Your will, living will, and powers of attorney are well-coordinated with the buy-sell agreement.
Provisions are made for any trusts that may be needed to complete the succession.
Your successor has the financial means to buy the business from you or your estate, and that the risks of lost profit or the retraction of credit as a result of your disability or death are addressed.
The role of a buy-sell agreement
If your business has multiple owners, a buy-sell agreement offers important protection to both
the owners and the business in the case of an unforeseen event. The buy-sell agreement, which
can be a separate agreement or part of an overall shareholder’s agreement, sets out the conditions
in which an owner has the right to buy the ownership share of another owner. The agreement can
also govern the conditions of a voluntary sale of the business by one or more owners.
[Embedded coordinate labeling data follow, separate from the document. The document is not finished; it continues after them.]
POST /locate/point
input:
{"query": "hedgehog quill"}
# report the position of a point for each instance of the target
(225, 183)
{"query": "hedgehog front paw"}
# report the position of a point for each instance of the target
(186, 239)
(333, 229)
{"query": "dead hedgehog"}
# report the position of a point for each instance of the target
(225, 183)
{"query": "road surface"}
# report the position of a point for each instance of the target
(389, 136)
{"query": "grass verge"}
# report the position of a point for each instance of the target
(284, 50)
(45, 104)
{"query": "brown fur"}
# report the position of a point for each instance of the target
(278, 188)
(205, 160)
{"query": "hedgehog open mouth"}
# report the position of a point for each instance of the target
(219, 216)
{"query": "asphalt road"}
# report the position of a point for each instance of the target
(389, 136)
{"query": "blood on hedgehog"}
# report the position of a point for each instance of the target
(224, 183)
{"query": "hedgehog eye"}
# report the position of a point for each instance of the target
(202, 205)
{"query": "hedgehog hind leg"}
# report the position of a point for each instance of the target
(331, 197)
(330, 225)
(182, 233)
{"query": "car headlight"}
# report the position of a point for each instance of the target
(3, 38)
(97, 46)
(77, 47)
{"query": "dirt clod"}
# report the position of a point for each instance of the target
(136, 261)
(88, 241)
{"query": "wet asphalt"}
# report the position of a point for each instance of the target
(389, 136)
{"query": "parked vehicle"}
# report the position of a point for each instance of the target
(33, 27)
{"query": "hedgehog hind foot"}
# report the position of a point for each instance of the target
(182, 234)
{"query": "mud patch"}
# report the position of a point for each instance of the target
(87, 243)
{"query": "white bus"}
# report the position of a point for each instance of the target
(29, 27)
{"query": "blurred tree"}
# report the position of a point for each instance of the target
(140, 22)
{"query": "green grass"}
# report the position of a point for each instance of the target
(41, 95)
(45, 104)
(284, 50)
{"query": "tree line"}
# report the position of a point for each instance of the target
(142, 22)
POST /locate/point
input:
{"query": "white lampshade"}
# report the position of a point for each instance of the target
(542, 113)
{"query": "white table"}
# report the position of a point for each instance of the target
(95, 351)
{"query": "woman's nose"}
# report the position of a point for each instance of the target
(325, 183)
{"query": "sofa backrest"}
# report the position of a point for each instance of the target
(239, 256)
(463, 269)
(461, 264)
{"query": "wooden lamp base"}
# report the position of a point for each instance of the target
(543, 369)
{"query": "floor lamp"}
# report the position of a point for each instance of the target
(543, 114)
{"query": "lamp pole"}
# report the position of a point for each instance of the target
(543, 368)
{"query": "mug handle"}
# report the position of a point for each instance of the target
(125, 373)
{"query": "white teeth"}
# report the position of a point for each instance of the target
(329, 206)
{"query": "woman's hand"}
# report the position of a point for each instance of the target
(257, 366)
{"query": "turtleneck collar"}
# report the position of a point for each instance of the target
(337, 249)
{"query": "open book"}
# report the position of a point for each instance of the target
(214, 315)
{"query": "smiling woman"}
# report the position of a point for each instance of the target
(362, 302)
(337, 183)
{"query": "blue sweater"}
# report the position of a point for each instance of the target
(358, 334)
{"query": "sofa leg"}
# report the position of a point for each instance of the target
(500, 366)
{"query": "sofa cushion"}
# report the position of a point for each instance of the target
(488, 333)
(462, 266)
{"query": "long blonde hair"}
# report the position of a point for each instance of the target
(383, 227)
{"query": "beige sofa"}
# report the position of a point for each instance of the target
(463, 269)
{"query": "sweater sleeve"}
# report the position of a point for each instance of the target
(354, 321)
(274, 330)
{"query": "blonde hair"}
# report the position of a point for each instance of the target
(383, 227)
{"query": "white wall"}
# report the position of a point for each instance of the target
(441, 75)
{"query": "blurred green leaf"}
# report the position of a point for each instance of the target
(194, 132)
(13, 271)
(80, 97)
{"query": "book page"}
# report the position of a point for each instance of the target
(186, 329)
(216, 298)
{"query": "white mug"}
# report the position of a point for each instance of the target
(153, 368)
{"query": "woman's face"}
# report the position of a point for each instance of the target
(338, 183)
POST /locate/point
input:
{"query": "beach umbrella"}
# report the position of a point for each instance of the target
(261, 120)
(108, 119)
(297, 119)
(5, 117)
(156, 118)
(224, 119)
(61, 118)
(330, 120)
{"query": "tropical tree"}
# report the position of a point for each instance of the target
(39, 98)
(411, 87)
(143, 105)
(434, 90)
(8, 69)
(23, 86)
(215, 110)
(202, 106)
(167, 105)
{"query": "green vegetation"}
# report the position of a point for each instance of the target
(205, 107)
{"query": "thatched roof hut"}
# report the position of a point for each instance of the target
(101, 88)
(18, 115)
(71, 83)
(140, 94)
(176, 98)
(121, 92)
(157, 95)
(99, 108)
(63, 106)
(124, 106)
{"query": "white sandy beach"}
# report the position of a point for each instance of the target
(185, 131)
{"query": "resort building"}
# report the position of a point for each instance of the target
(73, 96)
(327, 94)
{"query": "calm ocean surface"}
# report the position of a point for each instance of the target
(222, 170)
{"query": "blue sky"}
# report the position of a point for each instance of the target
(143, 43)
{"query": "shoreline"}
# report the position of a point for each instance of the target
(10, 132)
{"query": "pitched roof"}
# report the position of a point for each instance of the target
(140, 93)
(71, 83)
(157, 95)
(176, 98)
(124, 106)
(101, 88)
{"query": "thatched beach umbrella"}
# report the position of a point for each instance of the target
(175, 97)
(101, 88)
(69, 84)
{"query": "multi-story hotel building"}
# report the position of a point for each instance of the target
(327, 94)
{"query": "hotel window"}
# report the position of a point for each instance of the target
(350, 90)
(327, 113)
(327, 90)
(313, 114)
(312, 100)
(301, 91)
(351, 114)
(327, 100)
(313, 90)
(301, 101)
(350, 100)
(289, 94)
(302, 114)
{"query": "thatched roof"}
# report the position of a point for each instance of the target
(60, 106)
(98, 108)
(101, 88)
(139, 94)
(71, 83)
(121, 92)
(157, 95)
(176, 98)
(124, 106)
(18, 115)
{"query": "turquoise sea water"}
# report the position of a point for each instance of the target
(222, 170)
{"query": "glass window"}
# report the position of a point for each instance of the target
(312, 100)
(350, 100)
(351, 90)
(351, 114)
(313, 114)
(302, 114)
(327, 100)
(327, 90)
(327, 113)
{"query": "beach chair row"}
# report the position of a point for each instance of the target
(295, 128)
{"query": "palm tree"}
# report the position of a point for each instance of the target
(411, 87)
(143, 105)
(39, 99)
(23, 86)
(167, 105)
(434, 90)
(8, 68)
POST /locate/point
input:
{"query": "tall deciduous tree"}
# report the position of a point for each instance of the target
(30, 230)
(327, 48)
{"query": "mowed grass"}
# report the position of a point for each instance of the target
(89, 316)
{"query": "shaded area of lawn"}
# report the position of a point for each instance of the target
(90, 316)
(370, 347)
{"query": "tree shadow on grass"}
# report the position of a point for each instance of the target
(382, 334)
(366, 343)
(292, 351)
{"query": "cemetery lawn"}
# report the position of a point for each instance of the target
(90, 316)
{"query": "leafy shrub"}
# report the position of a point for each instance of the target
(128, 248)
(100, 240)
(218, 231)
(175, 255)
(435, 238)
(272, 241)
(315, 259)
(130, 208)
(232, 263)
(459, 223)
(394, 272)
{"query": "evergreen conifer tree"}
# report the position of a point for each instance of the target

The buy-sell agreement provides certainty of ownership in difficult situations that
put the issue of ownership in question. These situations include:
The retirement, death, disability or critical illness of an owner.
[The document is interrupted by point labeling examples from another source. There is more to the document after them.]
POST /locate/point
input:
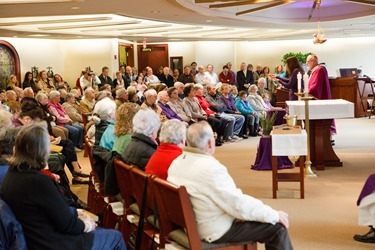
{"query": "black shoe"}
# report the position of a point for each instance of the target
(366, 238)
(79, 181)
(80, 174)
(81, 204)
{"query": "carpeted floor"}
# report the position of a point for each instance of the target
(327, 217)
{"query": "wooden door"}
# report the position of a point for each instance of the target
(153, 56)
(125, 54)
(9, 64)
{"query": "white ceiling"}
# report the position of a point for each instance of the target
(181, 20)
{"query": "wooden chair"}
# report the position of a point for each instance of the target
(177, 221)
(84, 121)
(96, 199)
(138, 180)
(94, 189)
(131, 210)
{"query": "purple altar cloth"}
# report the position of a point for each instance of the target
(367, 189)
(263, 160)
(279, 117)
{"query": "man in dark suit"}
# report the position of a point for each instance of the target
(104, 78)
(166, 78)
(244, 78)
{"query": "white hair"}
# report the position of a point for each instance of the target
(88, 90)
(161, 94)
(146, 122)
(53, 94)
(173, 131)
(150, 92)
(5, 121)
(28, 89)
(178, 84)
(198, 86)
(262, 79)
(120, 91)
(40, 96)
(198, 135)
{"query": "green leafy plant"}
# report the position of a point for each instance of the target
(301, 57)
(267, 121)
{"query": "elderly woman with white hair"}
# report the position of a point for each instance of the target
(35, 199)
(62, 119)
(172, 140)
(58, 131)
(150, 102)
(256, 101)
(143, 144)
(72, 109)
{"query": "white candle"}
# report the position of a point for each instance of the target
(306, 83)
(299, 77)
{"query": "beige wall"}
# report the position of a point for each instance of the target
(40, 53)
(68, 57)
(215, 53)
(336, 53)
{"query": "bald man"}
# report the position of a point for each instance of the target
(223, 213)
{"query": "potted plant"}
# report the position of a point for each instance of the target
(301, 57)
(266, 122)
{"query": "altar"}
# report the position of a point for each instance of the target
(321, 114)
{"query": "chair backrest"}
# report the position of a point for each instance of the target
(138, 180)
(11, 233)
(124, 181)
(89, 145)
(175, 211)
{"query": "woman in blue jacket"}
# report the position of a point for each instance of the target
(252, 119)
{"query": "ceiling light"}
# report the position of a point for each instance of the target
(34, 1)
(86, 25)
(38, 35)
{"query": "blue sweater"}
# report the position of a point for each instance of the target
(243, 106)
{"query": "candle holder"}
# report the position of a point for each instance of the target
(308, 171)
(299, 94)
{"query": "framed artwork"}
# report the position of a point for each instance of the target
(176, 62)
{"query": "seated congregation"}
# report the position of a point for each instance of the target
(144, 122)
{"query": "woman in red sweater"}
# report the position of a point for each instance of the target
(172, 139)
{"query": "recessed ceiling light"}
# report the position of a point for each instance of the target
(39, 35)
(33, 1)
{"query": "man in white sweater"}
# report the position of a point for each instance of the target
(223, 213)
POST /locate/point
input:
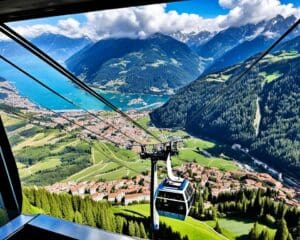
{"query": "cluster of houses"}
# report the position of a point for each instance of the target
(128, 191)
(220, 181)
(123, 191)
(109, 126)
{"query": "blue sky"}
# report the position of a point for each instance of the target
(184, 16)
(204, 8)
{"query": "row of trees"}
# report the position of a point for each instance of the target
(255, 204)
(3, 216)
(88, 212)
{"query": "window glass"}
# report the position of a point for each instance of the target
(3, 213)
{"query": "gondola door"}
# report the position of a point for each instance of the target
(10, 186)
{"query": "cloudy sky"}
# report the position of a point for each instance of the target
(189, 16)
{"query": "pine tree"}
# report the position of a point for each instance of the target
(66, 206)
(214, 213)
(54, 207)
(137, 230)
(143, 231)
(290, 237)
(254, 233)
(119, 224)
(282, 232)
(218, 228)
(200, 205)
(3, 217)
(131, 228)
(265, 235)
(78, 217)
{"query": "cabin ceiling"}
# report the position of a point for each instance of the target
(14, 10)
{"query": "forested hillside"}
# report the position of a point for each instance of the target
(157, 64)
(260, 111)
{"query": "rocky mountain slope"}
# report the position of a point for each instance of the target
(158, 64)
(260, 111)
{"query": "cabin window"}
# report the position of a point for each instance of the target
(169, 195)
(171, 206)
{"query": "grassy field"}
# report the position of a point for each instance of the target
(238, 228)
(190, 153)
(194, 229)
(40, 151)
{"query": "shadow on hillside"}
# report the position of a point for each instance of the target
(243, 237)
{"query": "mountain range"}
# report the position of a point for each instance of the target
(260, 111)
(56, 46)
(158, 64)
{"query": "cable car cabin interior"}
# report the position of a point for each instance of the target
(174, 199)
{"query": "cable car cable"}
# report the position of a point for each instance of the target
(43, 56)
(64, 98)
(24, 117)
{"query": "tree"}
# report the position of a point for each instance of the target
(131, 228)
(119, 224)
(66, 206)
(3, 217)
(200, 205)
(142, 231)
(214, 213)
(54, 207)
(218, 228)
(282, 232)
(254, 233)
(137, 230)
(265, 235)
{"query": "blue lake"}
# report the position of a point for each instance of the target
(37, 94)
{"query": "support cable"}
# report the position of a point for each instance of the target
(64, 98)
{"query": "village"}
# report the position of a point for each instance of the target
(107, 125)
(136, 189)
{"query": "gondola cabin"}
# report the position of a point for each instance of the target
(174, 199)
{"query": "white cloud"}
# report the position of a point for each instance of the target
(144, 21)
(253, 11)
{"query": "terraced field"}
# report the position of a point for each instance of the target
(238, 228)
(60, 156)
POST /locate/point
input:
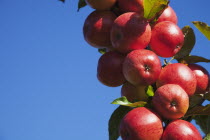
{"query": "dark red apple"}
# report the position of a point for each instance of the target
(97, 28)
(101, 4)
(181, 130)
(130, 32)
(167, 39)
(179, 74)
(131, 6)
(134, 93)
(202, 77)
(168, 15)
(171, 101)
(141, 124)
(109, 71)
(141, 67)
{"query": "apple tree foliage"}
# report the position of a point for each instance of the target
(196, 111)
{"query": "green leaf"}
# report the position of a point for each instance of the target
(102, 51)
(203, 28)
(123, 101)
(194, 59)
(81, 4)
(189, 42)
(153, 7)
(203, 122)
(114, 121)
(198, 110)
(149, 91)
(207, 137)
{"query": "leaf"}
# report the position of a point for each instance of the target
(203, 28)
(189, 42)
(198, 110)
(153, 7)
(102, 51)
(114, 121)
(194, 59)
(149, 91)
(207, 137)
(123, 101)
(81, 4)
(203, 122)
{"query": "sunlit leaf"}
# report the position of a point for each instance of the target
(203, 28)
(114, 121)
(189, 42)
(123, 101)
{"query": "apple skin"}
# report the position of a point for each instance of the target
(101, 4)
(181, 130)
(131, 6)
(202, 77)
(141, 67)
(167, 39)
(168, 15)
(171, 101)
(130, 32)
(133, 93)
(109, 70)
(179, 74)
(141, 124)
(97, 27)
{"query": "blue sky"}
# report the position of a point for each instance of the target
(48, 84)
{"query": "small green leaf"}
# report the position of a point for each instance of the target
(203, 28)
(153, 7)
(194, 59)
(207, 137)
(102, 51)
(114, 121)
(203, 122)
(81, 4)
(189, 42)
(123, 101)
(149, 91)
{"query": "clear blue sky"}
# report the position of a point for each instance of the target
(48, 84)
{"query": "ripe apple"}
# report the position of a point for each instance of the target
(109, 70)
(131, 6)
(167, 39)
(134, 93)
(97, 28)
(179, 74)
(171, 101)
(130, 32)
(101, 4)
(168, 15)
(202, 77)
(141, 124)
(181, 130)
(141, 67)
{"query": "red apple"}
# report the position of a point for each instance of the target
(97, 28)
(101, 4)
(141, 124)
(131, 6)
(130, 32)
(202, 77)
(171, 101)
(167, 39)
(134, 93)
(109, 71)
(181, 130)
(141, 67)
(168, 15)
(179, 74)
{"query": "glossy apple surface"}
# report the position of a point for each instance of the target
(141, 124)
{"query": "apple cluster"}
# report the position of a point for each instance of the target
(133, 46)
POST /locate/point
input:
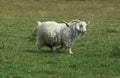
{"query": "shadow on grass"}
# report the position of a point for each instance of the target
(43, 51)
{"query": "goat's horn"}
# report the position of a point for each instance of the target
(67, 24)
(89, 22)
(76, 20)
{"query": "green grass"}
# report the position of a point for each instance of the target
(96, 55)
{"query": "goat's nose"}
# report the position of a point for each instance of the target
(85, 31)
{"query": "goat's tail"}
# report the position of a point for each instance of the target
(39, 23)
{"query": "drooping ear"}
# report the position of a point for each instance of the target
(88, 22)
(77, 26)
(66, 23)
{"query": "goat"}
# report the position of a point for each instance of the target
(53, 34)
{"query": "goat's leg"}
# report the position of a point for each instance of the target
(70, 51)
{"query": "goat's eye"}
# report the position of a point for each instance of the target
(81, 26)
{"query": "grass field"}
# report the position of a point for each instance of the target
(96, 55)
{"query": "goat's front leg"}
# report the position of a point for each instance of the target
(70, 51)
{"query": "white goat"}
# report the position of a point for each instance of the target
(53, 34)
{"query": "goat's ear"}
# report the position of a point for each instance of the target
(77, 27)
(88, 22)
(66, 23)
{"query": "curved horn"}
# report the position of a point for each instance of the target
(88, 22)
(76, 20)
(67, 24)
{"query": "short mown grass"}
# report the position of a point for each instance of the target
(96, 55)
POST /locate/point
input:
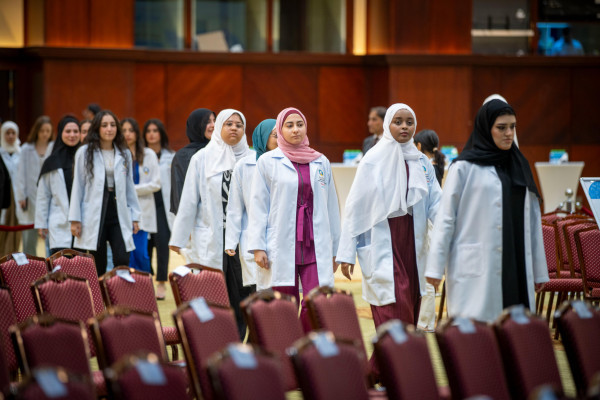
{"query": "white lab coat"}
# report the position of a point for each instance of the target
(28, 172)
(236, 228)
(87, 195)
(374, 247)
(272, 218)
(149, 183)
(467, 242)
(52, 209)
(166, 158)
(200, 214)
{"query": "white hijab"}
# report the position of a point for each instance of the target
(379, 190)
(220, 156)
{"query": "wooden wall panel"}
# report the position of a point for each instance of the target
(149, 92)
(268, 89)
(111, 23)
(440, 98)
(215, 87)
(67, 22)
A non-resolvable dispute between owners.
Marital breakdown, where an owner’s spouse has — or has become entitled
to — an interest in the business.
Personal insolvency of an owner.
Any illegal actions by an owner.
The business risks of marital breakdowns
One other unforeseen event that is often overlooked is the effect on a business of an owner’s
marital or relationship breakdown. In many provinces, the value of the owner’s business interest is
included in the calculation of family property that must be divided, along with other assets,
when a relationship ends.
Family property law varies by province, but it generally applies to both marriages and commonlaw relationships. The rights to family property may include relationships other than those of the
opposite-sex, as recent laws and court decisions have extended rights to same-sex partners in
common law relationships.
Don’t forget — family law concerns may run deeper than you think. If your grown children have
an ownership share in the business, any relationship breakdown they experience could trigger
similar ownership issues.
Planning is crucial, and can be highly effective in managing the business issues that result from a
marital or relationship breakdown. Through the creation of buy-sell agreements, marital
contracts, trusts, and the proper structuring of ownership interests, you will be able to protect
your business from the potentially damaging impact of such events.
Question period – Are you prepared for the unexpected?
1) In the event of your disability, death or a critical illness, will ownership of the business be
liquidated, sold or given to family members, sold to third parties, or — in the case of death
— retained by your estate?
2) Have you determined the income needs for you or your family in the event of your long-term disability or death?
3) In the event of death, disability or critical illness, have you determined to what degree the business interest will meet your need or your family’s need for ongoing income by either:
Providing a continuing income? or
Creating a pool of capital from the sale of the business?
4) If there is a shortfall in meeting your income needs, do you have an insurance or savings program in place to make up the shortfall?
5) Do you have a properly structured buy-sell provision in your shareholders’ agreement d
with the timing, amount and financing of the purchase of your business interest in the event
of death, disability, critical illness and marital breakdown?
6) Do you have insurance or another source of financing in place to provide the capital for the purchase of your business interest?
7) Is there a need to reduce or eliminate business debt in the event of your disability, death or critical illness?
8) Have you determined the tax cost that will arise in the event of your death (e.g., capital gains tax)?
9) Do you have an up-to-date power of attorney and will that are worded consistently with your succession plan?
10) Do you understand the impact of family law in your province on the distribution of your estate and the transfer of ownership on marital breakdown?
11) Do you and other co-owners (including children who are owners) have marital contracts regarding division of property and support?